1010 Wien, Griechengasse/Hafnersteig zwischen Laurenzerberg und Rotenturmstraße (U1 und U4, Straßenbahn 1, 2, 21 und N, Autobus 2)
Der Name Griechengasse geht auf die griechischen Kaufleute zurück, die vor allem nach dem Frieden von Passarowitz (1718) mit den Türken in diesem Viertel sesshaft wurden. Zuvor hatte das Viertel „Unter den Hafnern“ geheißen, was sicher auf eine Gewerbebezeichnung zurückgeht. Das heute als „Griechenbeisel“ bezeichnete Gasthaus hieß früher „Zum roten Dachel“. Der Sage nach hat in diesem Lokal 1679, im Jahr der großen Pest, der Volkssänger Augustin sein berühmtes Lied „Oh, du lieber Augustin, alles ist hin …“ kreiert.
Das Haus Griechengassse 4 – 6, der so genannte Steyerhof, geht in seiner Bausubstanz auf gotische Zeit zurück. Seine Fassade ist heute ein wesentliches Dokument der Stadtentwicklung, denn was von den alten Bauteilen noch übrig war, wurde freigelegt und restauriert. So kann man an diesem Haus einen Querschnitt durch die Geschichte betrachten, von schmalen Rundbogenfenstern bis zu fast quadratischen Renaissancefenstern, umrahmt von Fassadenschmuck. Gotische Säulchen und altes Steinmauerwerk, Aufstockungen und Bauerweiterungen, Veränderungen am Verlauf der Fassade – alles ist an diesem „Sprechenden Haus“ abzulesen. Bemerkenswert ist auch das schräg zur Baulinie verlaufende Tor.
In der Griechengasse 5 erbaute 1803 der Architekt Franz Wipplinger ein Gotteshaus für die griechisch-nichtuniierte Glaubensgemeinschaft, welches von einem klassischen Giebel mit einem Relief, das den hl. Georg darstellt, überragt wird.

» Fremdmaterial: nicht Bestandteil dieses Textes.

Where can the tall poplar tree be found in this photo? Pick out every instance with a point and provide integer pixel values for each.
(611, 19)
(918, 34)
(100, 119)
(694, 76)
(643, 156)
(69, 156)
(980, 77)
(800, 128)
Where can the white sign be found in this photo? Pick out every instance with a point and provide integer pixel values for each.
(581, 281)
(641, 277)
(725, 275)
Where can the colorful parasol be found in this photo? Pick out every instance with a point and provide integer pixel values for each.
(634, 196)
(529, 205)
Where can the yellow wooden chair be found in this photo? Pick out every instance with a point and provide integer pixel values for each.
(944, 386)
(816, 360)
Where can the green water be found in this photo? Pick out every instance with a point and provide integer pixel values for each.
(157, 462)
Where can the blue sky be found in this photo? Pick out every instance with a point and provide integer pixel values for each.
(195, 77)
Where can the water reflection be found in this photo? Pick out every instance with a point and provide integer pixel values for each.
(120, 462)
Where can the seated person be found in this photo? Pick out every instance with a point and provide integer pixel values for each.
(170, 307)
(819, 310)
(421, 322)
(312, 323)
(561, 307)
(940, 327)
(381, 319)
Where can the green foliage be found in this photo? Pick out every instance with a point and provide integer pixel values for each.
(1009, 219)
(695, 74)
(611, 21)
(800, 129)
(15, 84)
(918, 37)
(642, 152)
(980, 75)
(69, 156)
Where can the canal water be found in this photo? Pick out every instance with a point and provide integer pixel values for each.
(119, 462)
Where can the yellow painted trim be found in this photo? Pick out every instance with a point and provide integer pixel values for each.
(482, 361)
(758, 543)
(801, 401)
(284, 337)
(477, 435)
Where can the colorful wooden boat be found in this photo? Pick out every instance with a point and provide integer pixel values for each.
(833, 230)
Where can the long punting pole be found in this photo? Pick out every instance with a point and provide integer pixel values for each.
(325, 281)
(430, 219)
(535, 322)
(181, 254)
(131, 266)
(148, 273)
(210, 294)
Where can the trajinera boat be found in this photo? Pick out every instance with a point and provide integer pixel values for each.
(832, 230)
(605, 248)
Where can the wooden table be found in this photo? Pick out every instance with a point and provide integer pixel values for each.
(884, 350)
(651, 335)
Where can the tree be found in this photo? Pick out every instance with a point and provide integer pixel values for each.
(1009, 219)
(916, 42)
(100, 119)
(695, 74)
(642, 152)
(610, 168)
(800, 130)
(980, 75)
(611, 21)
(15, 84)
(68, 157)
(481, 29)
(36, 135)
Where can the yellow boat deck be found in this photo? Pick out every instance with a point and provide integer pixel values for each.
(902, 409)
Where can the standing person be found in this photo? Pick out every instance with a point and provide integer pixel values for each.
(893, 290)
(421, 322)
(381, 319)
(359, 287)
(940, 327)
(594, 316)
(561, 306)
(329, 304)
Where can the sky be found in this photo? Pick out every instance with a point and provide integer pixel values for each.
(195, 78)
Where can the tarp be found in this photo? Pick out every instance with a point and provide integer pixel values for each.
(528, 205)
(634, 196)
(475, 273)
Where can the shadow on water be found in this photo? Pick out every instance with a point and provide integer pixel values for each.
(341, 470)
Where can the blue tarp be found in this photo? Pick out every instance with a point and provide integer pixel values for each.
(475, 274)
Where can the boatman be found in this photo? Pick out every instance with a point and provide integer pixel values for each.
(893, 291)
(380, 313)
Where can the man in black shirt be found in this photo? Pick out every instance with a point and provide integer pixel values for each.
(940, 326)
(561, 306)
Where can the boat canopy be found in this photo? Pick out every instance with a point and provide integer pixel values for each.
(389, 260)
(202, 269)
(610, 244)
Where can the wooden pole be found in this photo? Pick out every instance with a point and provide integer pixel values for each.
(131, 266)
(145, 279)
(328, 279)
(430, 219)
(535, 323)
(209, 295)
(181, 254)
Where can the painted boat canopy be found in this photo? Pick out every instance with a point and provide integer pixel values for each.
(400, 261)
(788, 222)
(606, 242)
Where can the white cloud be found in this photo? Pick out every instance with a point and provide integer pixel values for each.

Das Haus in der Griechengasse 7 stammt aus dem 17. Jahrhundert und wird von einer Marienstatue mit einer schmiedeeisernen Rokokolaterne geschmückt. Im Hof des Hauses hat sich noch ein gotischer Wohnturm erhalten.
4. Antisemitismus
im mittelalterlichen Wien:
„ ZUM GROSSEN JORDAN“
AM JUDENPLATZ
Das gotische Bürgerhaus „Zum großen Jordan“ aus dem 14. Jahrhundert gehörte bis 1421 dem Wiener Juden Hocz. Im Zuge der Wiener Geserah, der ersten großen Judenverfolgung in der Geschichte Wiens, wurde das Haus durch Herzog Albrecht V. konfisziert und wechselte darauf mehrmals den Besitzer. Seit Ende des 15. Jahrhunderts befand es sich im Eigentum von Georg Jordan, der das noch erhaltene Relief von der Taufe Christi im Jordan – eine Anspielung auf seinen Namen – anbringen ließ, aber auch die antisemitische Inschrift in lateinischer Sprache, die sich auf die Wiener Geserah bezieht. Das Wort Geserah ist ein hebräischer Begriff (wörtlich: eine böse Verordnung), der die Verfolgung von Juden durch nichtjüdische Machthaber bezeichnet.
Am 23. Mai 1420 wurden alle Wiener Juden verhaftet und vor die Entscheidung gestellt, sich entweder zwangstaufen zu lassen oder der Folter unterzogen zu werden. Auslösendes Moment für diese grausame Verfolgung war die Vermutung, dass die Juden Kontakte zu den Hussiten hätten, mit denen Herzog Albrecht V. sich im Streit befand. Außerdem wurde berichtet, dass sie angeblich ein luxuriöses Leben führten, d. h. über viel Geld verfügten. Das war Wasser auf die Mühlen des Herzogs, der stets Geld brauchte – in erster Linie zur Bekämpfung der Hussiten. Doch das von den Juden abgepresste Geld brachte dem Herzog keinen Sieg, sondern nur einen Waffenstillstand.